Gaussian Splatting with NeRF-based Color and Opacity
Dawid Malarz, Weronika Smolak, Jacek Tabor, Sławomir Tadeja, Przemysław Spurek
TL;DR
VDGS tackles the slow training/inference of NeRFs and the conditioning challenge of Gaussian Splatting by proposing a hybrid that represents geometry with 3D Gaussians and uses a lightweight NeRF-based network to modulate view-dependent color and opacity. The method parameterizes Gaussians with trainable means $\mathrm{m}_i$, covariances $\Sigma_i$, and opacities $\sigma_i$, and learns a function $\mathcal{F}_{VDGS}(\mathrm{m}_i,\\mathbf{d};\\Theta)$ to produce opacity updates $\\Delta \sigma(\\mathbf{d})$, integrating into the pixel color via a differentiable compositing equation $C(p)=\sum_{i\in N} c_i \alpha_i \prod_{j=1}^{i-1}(1-\\alpha_j)$ with $\\alpha_i=1-\\exp\left(\sigma_i \cdot \mathcal{F}_{VDGS}(\mathrm{m}_i,\\mathbf{d};\\Theta) \cdot \delta_i\right)$. The results show VDGS achieves competitive or superior view synthesis quality across standard datasets while maintaining GS-like training/inference speed, and it improves handling of shadows, reflections, and transparency. This work demonstrates that conditioning Gaussians with a NeRF-based network can combine the best of both paradigms for flexible, real-time capable neural rendering.
Abstract
Neural Radiance Fields (NeRFs) have demonstrated the remarkable potential of neural networks to capture the intricacies of 3D objects. By encoding the shape and color information within neural network weights, NeRFs excel at producing strikingly sharp novel views of 3D objects. Recently, numerous generalizations of NeRFs utilizing generative models have emerged, expanding its versatility. In contrast, Gaussian Splatting (GS) offers a similar render quality with faster training and inference as it does not need neural networks to work. It encodes information about the 3D objects in the set of Gaussian distributions that can be rendered in 3D similarly to classical meshes. Unfortunately, GS are difficult to condition since they usually require circa hundred thousand Gaussian components. To mitigate the caveats of both models, we propose a hybrid model Viewing Direction Gaussian Splatting (VDGS) that uses GS representation of the 3D object's shape and NeRF-based encoding of color and opacity.
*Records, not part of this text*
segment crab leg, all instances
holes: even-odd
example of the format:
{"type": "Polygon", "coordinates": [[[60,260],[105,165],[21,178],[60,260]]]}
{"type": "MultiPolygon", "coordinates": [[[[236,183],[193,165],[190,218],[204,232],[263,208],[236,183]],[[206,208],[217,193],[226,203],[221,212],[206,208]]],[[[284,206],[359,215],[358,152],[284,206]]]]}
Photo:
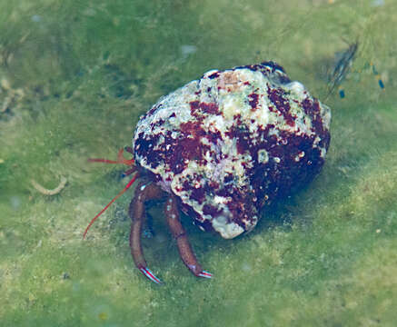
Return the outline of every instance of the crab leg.
{"type": "Polygon", "coordinates": [[[197,277],[212,278],[213,275],[202,269],[190,246],[186,232],[181,224],[175,196],[172,195],[165,203],[165,217],[170,231],[176,240],[179,254],[185,266],[197,277]]]}
{"type": "Polygon", "coordinates": [[[128,213],[133,221],[131,224],[130,247],[134,262],[136,268],[144,273],[148,279],[155,283],[162,282],[154,276],[152,271],[147,268],[146,261],[144,257],[141,245],[142,225],[146,218],[144,213],[144,203],[148,200],[161,199],[164,197],[164,192],[160,187],[154,184],[140,183],[135,191],[135,195],[131,201],[128,213]]]}

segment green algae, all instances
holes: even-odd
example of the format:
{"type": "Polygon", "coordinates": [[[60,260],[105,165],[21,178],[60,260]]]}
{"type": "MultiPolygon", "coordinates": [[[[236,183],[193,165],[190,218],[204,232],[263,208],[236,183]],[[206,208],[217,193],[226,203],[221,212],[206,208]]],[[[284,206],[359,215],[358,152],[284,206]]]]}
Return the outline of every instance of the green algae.
{"type": "MultiPolygon", "coordinates": [[[[397,320],[397,6],[370,1],[19,1],[0,5],[0,79],[22,89],[0,114],[2,326],[392,326],[397,320]],[[360,44],[346,97],[331,94],[319,177],[233,241],[184,217],[212,281],[197,280],[152,209],[144,239],[157,287],[134,268],[132,192],[115,157],[161,95],[212,68],[276,60],[319,97],[334,54],[360,44]],[[182,45],[196,52],[184,54],[182,45]],[[394,46],[394,47],[393,47],[394,46]],[[192,48],[191,48],[192,49],[192,48]],[[374,64],[386,85],[368,68],[374,64]],[[32,178],[54,188],[39,194],[32,178]]],[[[5,101],[12,92],[2,89],[5,101]]]]}

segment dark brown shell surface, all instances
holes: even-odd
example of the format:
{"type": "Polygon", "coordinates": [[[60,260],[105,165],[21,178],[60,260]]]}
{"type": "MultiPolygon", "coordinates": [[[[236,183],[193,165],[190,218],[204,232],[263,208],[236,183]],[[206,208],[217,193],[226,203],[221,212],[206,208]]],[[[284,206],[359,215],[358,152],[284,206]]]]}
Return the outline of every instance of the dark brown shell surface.
{"type": "Polygon", "coordinates": [[[204,230],[251,231],[324,163],[331,113],[273,62],[213,70],[161,98],[133,138],[138,165],[204,230]]]}

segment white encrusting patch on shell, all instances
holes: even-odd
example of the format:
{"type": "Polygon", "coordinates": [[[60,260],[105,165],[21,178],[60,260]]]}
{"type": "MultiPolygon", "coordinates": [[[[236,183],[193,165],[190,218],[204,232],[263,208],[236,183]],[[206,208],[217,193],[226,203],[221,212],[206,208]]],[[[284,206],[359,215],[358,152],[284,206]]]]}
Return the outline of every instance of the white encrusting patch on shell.
{"type": "Polygon", "coordinates": [[[283,179],[273,179],[288,173],[283,164],[323,160],[330,120],[329,108],[275,63],[212,70],[161,98],[141,118],[134,156],[164,190],[193,209],[200,227],[209,223],[233,238],[255,226],[261,199],[267,203],[267,194],[275,196],[283,186],[277,184],[283,179]],[[299,142],[304,151],[294,144],[299,142]],[[283,146],[296,153],[276,153],[283,146]],[[263,169],[261,187],[253,177],[257,169],[263,169]]]}

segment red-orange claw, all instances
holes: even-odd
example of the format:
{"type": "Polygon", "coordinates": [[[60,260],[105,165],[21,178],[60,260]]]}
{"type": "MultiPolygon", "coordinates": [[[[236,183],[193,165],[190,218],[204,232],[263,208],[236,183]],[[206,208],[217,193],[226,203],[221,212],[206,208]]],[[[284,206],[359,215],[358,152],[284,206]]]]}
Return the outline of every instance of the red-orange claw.
{"type": "Polygon", "coordinates": [[[147,279],[151,280],[153,282],[155,282],[156,284],[162,284],[163,283],[163,282],[160,279],[158,279],[154,275],[154,273],[152,272],[152,271],[149,268],[142,267],[142,268],[139,268],[139,270],[141,271],[141,272],[143,274],[144,274],[146,276],[147,279]]]}
{"type": "Polygon", "coordinates": [[[209,272],[203,271],[199,274],[197,274],[197,277],[213,278],[213,274],[209,272]]]}

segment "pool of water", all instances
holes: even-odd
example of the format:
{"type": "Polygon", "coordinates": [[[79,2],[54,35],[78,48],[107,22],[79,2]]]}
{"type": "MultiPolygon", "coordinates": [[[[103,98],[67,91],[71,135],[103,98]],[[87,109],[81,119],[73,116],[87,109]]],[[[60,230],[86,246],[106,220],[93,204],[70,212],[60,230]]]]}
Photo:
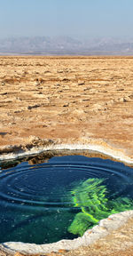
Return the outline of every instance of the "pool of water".
{"type": "Polygon", "coordinates": [[[73,239],[133,209],[133,168],[82,156],[0,168],[0,243],[73,239]]]}

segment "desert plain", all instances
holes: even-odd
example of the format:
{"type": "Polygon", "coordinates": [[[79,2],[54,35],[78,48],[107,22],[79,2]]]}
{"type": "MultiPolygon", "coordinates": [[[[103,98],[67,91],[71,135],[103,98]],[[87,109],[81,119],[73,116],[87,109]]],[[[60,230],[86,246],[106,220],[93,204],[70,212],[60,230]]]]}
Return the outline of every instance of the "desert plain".
{"type": "MultiPolygon", "coordinates": [[[[1,56],[0,155],[44,147],[46,141],[93,143],[133,161],[132,84],[133,57],[1,56]]],[[[121,229],[123,235],[116,230],[112,236],[119,237],[119,244],[127,239],[121,255],[133,255],[128,254],[132,221],[121,229]]],[[[100,254],[101,244],[72,255],[120,254],[113,244],[100,254]]]]}

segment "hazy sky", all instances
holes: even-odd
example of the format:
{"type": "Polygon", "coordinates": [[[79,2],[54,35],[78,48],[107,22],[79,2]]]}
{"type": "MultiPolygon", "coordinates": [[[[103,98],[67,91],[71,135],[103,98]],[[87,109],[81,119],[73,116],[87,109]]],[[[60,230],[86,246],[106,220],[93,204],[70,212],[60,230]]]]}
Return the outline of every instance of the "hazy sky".
{"type": "Polygon", "coordinates": [[[133,0],[0,0],[0,37],[133,37],[133,0]]]}

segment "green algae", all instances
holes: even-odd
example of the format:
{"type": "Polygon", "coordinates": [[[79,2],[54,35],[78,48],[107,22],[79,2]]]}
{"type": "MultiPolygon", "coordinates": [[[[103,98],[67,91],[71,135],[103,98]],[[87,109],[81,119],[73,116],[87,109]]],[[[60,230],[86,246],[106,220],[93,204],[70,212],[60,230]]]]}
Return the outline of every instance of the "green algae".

Our model uses Gaussian distributions with trainable positions (i.e. means of Gaussian), shape (i.e. covariance of Gaussian), color and opacity, and a neural network that takes Gaussian parameters and viewing direction to produce changes in the said color and opacity. As a result, our model better describes shadows, light reflections, and the transparency of 3D objects without adding additional texture and light components.